Quando ha capito che questa Final Eight non ve l’avrebbe tolta nessuno?
«A un minuto dalla fine della finale con Milano, quando ho visto che gli avversari non commettevano più falli.
Credo di conoscere sufficientemente il basket per non dare mai nulla per scontato. Più in generale però penso sarebbe più corretto parlare di tutto il percorso torinese».
E quindi cominciamo con i quarti di finale con Reggio Emilia e poi l’incrocio con Trieste.
«Esatto. La sfida che più mi preoccupava era proprio quella con l’Unahotels, storicamente in coppa le posizioni in campionato contano e incidono molto relativamente. Infatti solo negli ultimi 5 minuti siamo riusciti ad avere la meglio e superare gli emiliani. Vedendo Trapani-Trieste, poi, i timori sono nuovamente riemersi. Era evidente come i giuliani fossero totalmente in missione, concentrati, sul pezzo e pronti a tutto. Non a caso l’incrocio con loro si è deciso in extremis dopo un match tiratissimo durante il quale abbiamo faticato molto».

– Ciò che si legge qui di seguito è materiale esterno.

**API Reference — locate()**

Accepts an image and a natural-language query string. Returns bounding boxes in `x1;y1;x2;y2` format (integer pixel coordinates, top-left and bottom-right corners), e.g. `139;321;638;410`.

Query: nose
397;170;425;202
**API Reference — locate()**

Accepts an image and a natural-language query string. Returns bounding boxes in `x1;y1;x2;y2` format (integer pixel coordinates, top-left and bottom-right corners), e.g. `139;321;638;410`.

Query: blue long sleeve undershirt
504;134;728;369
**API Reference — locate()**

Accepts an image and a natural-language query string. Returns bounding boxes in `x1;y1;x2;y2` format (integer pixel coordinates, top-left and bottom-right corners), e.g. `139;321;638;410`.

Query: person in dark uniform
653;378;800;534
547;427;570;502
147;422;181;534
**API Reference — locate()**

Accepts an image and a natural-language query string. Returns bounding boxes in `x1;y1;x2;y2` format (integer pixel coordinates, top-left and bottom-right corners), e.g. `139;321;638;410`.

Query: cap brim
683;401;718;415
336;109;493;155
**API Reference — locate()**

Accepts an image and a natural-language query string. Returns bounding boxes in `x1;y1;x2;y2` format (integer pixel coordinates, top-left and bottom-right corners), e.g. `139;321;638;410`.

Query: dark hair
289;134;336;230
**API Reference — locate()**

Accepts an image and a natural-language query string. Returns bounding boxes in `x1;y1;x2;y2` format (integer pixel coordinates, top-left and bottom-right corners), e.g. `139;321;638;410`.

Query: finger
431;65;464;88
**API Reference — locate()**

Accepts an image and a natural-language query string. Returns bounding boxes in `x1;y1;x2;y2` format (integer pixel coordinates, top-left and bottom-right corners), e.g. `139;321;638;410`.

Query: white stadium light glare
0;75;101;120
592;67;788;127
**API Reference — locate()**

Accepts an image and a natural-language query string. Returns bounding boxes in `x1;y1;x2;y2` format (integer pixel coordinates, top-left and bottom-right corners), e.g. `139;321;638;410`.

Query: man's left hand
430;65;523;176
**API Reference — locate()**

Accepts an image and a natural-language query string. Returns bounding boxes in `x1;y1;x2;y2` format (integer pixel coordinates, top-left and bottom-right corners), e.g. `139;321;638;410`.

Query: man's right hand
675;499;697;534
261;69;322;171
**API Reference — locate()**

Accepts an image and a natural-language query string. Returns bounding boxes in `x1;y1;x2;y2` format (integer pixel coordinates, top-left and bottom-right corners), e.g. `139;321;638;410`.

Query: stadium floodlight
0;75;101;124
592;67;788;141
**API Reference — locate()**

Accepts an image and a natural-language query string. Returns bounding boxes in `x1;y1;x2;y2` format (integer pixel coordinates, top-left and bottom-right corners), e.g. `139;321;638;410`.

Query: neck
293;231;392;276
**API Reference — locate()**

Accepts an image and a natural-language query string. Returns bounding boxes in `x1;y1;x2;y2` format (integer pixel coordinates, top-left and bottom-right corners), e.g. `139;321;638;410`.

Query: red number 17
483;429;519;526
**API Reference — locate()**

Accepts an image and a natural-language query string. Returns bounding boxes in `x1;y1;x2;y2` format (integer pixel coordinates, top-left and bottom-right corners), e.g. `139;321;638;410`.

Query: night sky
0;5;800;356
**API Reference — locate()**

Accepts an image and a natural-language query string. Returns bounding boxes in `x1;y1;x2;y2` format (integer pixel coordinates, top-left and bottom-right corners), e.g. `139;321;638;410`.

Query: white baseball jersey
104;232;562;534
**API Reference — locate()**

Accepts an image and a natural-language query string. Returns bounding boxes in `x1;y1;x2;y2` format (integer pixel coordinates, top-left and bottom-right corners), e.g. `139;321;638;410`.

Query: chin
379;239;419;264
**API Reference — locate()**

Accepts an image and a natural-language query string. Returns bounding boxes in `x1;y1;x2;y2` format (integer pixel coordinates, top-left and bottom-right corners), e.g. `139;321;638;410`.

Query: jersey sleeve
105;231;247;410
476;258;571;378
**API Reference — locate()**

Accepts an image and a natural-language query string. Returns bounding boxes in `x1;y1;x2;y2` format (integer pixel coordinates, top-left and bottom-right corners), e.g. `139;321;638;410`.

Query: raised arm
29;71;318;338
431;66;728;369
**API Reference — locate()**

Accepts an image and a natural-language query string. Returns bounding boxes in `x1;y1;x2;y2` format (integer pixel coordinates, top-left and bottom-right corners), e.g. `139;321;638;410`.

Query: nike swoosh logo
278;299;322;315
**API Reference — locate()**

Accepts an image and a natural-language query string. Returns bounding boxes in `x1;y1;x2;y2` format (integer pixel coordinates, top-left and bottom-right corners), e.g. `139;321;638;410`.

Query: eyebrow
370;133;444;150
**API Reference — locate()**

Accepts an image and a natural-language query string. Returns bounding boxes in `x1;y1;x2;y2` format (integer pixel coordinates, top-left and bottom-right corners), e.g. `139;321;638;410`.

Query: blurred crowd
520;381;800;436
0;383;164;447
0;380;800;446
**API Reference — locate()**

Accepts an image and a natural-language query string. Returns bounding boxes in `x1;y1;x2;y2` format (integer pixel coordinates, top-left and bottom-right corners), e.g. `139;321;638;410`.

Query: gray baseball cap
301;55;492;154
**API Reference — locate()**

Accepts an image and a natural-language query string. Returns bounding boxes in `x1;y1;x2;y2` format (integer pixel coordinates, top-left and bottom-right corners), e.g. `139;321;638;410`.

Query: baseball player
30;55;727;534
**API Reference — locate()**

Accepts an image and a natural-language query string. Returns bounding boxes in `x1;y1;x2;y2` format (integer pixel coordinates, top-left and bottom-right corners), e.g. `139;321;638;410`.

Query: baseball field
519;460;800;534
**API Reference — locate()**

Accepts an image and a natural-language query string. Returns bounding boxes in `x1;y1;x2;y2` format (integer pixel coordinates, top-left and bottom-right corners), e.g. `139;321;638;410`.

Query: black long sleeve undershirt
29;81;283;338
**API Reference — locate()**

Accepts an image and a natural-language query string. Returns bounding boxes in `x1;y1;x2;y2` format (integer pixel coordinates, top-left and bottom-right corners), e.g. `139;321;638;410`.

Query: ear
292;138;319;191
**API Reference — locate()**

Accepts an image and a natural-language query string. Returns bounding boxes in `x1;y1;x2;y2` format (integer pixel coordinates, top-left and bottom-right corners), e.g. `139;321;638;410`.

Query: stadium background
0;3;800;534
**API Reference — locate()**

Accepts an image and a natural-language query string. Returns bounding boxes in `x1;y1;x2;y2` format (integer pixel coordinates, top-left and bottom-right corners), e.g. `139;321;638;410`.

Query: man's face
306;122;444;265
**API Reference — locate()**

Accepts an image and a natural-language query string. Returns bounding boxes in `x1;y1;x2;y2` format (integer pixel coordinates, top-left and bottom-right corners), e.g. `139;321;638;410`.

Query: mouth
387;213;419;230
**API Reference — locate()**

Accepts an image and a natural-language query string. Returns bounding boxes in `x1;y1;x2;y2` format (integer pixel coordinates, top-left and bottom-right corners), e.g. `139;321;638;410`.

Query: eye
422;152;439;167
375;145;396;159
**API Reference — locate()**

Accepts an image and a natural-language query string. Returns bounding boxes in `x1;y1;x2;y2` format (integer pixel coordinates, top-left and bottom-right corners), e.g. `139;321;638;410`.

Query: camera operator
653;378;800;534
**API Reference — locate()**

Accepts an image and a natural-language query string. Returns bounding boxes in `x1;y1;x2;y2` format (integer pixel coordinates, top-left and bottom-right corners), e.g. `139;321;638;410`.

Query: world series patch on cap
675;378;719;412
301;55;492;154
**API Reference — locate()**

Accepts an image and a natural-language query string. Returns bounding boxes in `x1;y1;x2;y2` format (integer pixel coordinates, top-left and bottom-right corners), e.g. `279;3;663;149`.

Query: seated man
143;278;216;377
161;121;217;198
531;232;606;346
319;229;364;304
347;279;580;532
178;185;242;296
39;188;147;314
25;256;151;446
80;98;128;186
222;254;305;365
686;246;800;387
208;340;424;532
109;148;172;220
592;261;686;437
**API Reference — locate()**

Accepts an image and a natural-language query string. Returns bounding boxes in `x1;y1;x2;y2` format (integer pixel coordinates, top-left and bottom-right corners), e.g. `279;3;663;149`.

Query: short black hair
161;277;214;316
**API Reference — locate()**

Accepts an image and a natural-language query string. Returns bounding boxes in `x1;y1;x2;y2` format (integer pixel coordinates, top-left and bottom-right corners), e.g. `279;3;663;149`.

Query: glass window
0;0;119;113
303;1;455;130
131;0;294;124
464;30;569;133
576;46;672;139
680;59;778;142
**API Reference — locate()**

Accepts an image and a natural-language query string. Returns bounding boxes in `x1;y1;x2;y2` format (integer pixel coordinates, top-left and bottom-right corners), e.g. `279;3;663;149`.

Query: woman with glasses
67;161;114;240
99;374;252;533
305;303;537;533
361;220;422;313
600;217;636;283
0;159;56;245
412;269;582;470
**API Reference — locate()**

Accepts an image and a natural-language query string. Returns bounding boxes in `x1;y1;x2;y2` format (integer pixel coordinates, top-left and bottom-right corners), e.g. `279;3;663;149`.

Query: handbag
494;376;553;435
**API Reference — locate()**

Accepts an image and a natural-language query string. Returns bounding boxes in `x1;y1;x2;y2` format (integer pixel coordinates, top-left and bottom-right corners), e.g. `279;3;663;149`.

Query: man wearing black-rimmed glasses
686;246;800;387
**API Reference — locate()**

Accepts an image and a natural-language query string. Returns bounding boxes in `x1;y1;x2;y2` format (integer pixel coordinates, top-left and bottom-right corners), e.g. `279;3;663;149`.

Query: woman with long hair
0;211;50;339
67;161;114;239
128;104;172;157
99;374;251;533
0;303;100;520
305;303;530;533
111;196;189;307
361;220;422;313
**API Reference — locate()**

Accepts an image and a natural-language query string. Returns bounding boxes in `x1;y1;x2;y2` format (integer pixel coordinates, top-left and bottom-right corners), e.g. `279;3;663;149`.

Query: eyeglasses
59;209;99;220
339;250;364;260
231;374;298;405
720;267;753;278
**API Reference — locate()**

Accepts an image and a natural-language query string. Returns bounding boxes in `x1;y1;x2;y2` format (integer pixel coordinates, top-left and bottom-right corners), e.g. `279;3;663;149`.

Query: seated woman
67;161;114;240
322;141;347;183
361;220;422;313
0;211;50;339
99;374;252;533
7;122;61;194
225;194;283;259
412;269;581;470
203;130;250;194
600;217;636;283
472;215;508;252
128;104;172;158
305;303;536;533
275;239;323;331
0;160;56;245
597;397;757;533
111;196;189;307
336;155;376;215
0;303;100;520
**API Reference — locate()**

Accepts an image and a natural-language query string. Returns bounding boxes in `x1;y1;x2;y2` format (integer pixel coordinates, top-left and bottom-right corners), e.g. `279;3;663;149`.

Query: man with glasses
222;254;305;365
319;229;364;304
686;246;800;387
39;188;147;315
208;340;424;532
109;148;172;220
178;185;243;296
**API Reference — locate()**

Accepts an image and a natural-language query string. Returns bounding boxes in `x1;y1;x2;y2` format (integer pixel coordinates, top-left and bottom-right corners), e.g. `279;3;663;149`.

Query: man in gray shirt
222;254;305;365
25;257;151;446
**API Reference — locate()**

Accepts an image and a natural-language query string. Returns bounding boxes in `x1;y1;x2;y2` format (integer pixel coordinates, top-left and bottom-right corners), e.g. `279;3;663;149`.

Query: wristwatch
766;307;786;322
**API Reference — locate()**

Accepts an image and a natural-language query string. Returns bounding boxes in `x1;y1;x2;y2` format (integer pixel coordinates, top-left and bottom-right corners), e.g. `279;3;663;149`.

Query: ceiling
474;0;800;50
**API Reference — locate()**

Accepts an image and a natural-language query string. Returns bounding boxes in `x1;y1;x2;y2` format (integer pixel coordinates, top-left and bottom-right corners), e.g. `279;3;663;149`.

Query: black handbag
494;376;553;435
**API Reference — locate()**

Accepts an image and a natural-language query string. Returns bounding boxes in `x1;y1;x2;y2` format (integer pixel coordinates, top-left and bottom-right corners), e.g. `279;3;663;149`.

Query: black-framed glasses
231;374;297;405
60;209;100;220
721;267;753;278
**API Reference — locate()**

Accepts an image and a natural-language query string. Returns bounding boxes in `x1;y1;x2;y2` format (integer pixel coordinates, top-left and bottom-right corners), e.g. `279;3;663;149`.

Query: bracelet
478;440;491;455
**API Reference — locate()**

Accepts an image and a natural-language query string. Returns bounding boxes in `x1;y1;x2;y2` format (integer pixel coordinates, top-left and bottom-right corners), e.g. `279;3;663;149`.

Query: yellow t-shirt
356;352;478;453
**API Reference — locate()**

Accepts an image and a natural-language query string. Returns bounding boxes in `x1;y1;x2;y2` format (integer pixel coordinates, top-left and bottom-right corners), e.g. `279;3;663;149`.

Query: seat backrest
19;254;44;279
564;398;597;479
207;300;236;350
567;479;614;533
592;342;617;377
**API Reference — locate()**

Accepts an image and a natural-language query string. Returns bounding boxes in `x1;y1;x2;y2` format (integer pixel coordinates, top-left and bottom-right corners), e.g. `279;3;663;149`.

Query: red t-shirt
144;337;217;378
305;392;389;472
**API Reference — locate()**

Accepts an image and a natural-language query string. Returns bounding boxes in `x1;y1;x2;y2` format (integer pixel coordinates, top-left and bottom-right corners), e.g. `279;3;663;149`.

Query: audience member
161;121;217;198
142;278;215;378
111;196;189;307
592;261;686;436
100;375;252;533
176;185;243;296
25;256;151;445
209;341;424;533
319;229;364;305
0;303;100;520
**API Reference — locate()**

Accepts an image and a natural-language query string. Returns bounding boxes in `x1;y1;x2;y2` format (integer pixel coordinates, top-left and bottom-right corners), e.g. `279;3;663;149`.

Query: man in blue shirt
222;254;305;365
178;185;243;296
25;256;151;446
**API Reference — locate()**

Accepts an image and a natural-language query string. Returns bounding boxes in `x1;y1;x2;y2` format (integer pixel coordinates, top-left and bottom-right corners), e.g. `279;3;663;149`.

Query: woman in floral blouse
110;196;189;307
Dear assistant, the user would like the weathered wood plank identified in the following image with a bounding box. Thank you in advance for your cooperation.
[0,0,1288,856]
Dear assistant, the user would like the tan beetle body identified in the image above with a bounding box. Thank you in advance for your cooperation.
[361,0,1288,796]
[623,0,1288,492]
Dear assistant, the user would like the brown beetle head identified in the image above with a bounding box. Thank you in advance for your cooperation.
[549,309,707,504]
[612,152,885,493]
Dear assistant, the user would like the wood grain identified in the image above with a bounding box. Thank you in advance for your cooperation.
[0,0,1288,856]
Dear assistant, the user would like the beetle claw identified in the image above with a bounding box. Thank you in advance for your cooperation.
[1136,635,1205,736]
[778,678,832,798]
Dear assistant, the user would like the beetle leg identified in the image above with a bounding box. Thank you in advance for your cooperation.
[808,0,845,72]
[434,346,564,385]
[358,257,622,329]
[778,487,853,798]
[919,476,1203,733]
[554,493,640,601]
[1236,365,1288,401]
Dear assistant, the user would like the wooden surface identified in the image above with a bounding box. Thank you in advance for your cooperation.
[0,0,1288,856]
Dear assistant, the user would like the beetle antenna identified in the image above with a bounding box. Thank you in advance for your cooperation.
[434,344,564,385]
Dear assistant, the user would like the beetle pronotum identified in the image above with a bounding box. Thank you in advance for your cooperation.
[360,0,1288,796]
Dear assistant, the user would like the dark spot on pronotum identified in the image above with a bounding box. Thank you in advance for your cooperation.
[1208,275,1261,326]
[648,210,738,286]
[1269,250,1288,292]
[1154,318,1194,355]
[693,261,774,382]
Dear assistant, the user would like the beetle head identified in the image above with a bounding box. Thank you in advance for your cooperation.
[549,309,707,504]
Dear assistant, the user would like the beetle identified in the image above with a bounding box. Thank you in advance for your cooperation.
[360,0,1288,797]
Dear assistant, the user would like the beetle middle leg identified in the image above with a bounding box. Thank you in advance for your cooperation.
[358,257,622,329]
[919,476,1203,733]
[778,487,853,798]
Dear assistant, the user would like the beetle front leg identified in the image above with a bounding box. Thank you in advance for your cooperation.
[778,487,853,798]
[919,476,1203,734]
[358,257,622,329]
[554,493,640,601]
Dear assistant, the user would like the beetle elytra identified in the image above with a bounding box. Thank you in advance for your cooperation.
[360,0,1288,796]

E della finale cosa ci dice dal punto di vista tecnico?
«Contro Milano eravamo noi quelli in missione. Diciamo che l’Olimpia avrebbe potuto sconfiggerci solo giocando su livelli davvero importanti e magari non ci è riuscita. Bisogna, ed è giusto, aggiungere che lo staff tecnico ha preparato l’incrocio con l’Armani alla perfezione in meno di 15 ore. Meritano davvero dei grandissimi complimenti. Concludo la risposta a questa domanda dicendo che sin da quando siamo partiti da Trento una settimana fa avevo capito una cosa: questo gruppo non sarebbe tornato a casa con dei rimpianti. Le facce dei giocatori dicevano e trasmettevano tutto».
Quanto sente sua questa vittoria?
«Sono parte di un gruppo molto più ampio dove tutti hanno dei ruoli ben definiti e dei compiti importanti. Ognuno di noi ha messo un mattoncino per contribuire in maniera determinante al raggiungimento dell’obiettivo, questo si è visto anche domenica dopo la sirena finale quando sul parquet gli abbraccio non erano certo esclusivi».
Molti tifosi sono giù preoccupati in vista di un futuro che molto probabilmente vedrà partire la quasi totalità dei giocatori che stanno facendo volare così in alto l’Aquila. Cosa ci può dire a tal proposito?
«È semplicemente troppo presto per parlarne. Ora avremo una settimana libera e poi saremo attesi da 2-3 mesi, speriamo il più possibile, di stagione. Intanto godiamoci ancora un po’ questa vittoria, ma non troppo. Ricordo a tutti cosa è successo a Napoli giusto un anno fa: dopo aver alzato la Coppa Italia è entrata in una profonda crisi. Guai a perdere la nostra identità. Questo dev’essere il mantra da oggi alla fine degli impegni ufficiali. Poi vedremo cosa accadrà».